À partir de 1966, il a été ministre des Affaires étrangères dans les gouvernements d’Eshkol et de Golda Meir et a été maintenu à ce poste jusqu’en 1974.

Au cours de son mandat de ministre des Affaires étrangères, il a été au centre de l’activité diplomatique au moment de la guerre des Six Jours, et dans le cadre de ses efforts pour tenter d’éviter le déclenchement de la guerre, il a rencontré le président français Charles de Gaulle qui a exigé qu’Israël ne lance aucune action militaire, et a imposé, après la guerre, un embargo militaire contre Israël.

Après la guerre des Six Jours, Abba Eban a participé à la rédaction de la résolution 242** du Conseil de sécurité de l’ONU. Après la guerre de Kippour, il a représenté Israël lors de la préparation de la résolution 338***. Suite à cette décision, il a dirigé la délégation d’Israël à la Conférence de Genève. Il a continué à assumer ses fonctions de ministre des Affaires étrangères dans un gouvernement formé en mars 1974 après la guerre de Kippour, mais le Premier ministre Golda Meir a démissionné un mois après la mise en place de son gouvernement, cédant à la pression du public.

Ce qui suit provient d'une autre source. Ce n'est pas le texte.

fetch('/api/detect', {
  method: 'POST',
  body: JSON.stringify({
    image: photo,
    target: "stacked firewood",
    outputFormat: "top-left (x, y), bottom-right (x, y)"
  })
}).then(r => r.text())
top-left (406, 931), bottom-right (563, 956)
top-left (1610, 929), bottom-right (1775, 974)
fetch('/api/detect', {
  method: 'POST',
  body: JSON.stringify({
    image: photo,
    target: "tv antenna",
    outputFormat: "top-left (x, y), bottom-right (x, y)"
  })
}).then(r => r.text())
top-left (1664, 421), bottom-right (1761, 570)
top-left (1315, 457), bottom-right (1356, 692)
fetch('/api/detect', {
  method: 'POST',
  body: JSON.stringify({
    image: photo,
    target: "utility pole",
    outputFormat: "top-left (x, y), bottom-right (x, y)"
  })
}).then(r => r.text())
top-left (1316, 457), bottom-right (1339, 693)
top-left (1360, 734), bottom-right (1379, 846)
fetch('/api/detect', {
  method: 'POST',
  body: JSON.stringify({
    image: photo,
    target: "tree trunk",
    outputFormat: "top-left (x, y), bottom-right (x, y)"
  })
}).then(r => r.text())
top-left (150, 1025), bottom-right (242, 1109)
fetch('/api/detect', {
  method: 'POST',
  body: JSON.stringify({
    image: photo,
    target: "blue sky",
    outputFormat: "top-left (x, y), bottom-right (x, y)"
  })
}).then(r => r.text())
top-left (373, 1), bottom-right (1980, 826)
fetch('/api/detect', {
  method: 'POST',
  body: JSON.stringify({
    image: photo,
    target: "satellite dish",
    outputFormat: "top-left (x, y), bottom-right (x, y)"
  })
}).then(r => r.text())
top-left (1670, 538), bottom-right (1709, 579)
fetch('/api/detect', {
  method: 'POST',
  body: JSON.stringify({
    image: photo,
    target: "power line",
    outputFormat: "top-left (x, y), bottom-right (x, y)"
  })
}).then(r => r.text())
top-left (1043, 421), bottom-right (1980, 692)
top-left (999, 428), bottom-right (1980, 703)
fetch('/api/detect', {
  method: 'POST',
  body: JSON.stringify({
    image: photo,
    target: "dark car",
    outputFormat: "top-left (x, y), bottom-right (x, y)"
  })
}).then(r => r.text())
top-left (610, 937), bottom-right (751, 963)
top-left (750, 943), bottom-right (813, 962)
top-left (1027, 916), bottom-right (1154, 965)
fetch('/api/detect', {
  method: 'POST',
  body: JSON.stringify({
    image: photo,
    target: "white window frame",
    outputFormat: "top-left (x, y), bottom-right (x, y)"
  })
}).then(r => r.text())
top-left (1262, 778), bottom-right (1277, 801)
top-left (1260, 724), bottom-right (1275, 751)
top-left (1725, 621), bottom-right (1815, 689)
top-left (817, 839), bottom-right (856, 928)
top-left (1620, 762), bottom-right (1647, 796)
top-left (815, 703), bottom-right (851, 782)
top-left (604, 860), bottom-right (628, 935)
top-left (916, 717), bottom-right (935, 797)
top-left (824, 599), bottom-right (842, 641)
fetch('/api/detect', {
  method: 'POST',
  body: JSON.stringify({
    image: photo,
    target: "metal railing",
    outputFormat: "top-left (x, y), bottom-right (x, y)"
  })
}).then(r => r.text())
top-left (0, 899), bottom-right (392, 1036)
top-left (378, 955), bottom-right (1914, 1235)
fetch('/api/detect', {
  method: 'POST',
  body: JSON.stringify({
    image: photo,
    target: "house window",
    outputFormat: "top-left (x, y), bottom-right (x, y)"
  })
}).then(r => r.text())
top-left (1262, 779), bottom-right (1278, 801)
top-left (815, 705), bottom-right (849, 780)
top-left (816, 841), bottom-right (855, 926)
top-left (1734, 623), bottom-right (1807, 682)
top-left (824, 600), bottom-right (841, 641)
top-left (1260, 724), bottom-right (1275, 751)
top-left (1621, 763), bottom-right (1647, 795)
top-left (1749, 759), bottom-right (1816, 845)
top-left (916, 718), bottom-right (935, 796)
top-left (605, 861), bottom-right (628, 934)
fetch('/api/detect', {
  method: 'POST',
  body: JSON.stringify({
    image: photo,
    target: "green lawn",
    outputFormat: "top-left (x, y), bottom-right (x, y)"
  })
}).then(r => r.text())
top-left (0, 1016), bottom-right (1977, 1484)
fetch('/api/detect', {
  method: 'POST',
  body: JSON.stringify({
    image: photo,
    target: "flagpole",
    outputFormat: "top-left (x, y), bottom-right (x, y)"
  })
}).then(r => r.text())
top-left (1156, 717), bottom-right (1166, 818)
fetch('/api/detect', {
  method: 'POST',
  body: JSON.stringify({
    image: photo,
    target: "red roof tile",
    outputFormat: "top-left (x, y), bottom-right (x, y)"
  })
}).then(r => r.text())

Lors des primaires du Parti travailliste pour la 12e Knesset, tenues en 1988, Abba Eban n’a pas obtenu une bonne place sur la liste et a préféré se retirer de la course. Il a été nommé président du conseil d’administration de Beit Berl et a occupé ce poste pendant plusieurs années. Après s’être retiré de la vie politique, il a consacré son temps à l’écriture et à l’enseignement et a donné des conférences.

En 2001, le prix Israël a été décerné à Abba Eban pour l’ensemble de ses réalisations et pour sa contribution spéciale à la société et à l’État. Etant déjà très malade, il n’a pas pu se déplacer et c’est son épouse qui a reçu le prix à sa place. Abba Eban est décédé le 12 Kislev 5763, 17 novembre 2002, et a été enterré dans le cimetière de Kfar Shmaryahou.

Abba Eban et son épouse Suzy, qui était la sœur de Aura Herzog, épouse de l’ancien président Haïm Herzog, ont eu trois enfants: Elie, né en 1950, Guila, née en 1954, et une autre fille, née en 1952, décédée dans sa toute première enfance. (Source: Wikipédia)

*Le Mapaï était un parti de gauche, sioniste et socialiste, fondé en Israël sous le mandat britannique en 1930. Cette formation politique, née de l’union des jeunes travailleurs, a joué un rôle central au cours des premières années du jeune Etat d’Israël, étant le seul parti au pouvoir. Cette hégémonie a pris fin en 1977 lorsque le Likoud, conduit par Menahem Begin, a gagné les élections pour la neuvième Knesset.

**La résolution 242 est une résolution du Conseil de Sécurité de l’Onu votée le 22 novembre 1967, juste après la guerre des Six Jours, visant à contraindre Israël à se retirer de(s) territoires conquis.

***La résolution 338, votée le 22 octobre 1973, appelait à un ‘cessez-le-feu et à des négociations pour une paix juste et durable au Moyen-Orient’. Elle réaffirmait la validité de la résolution 242.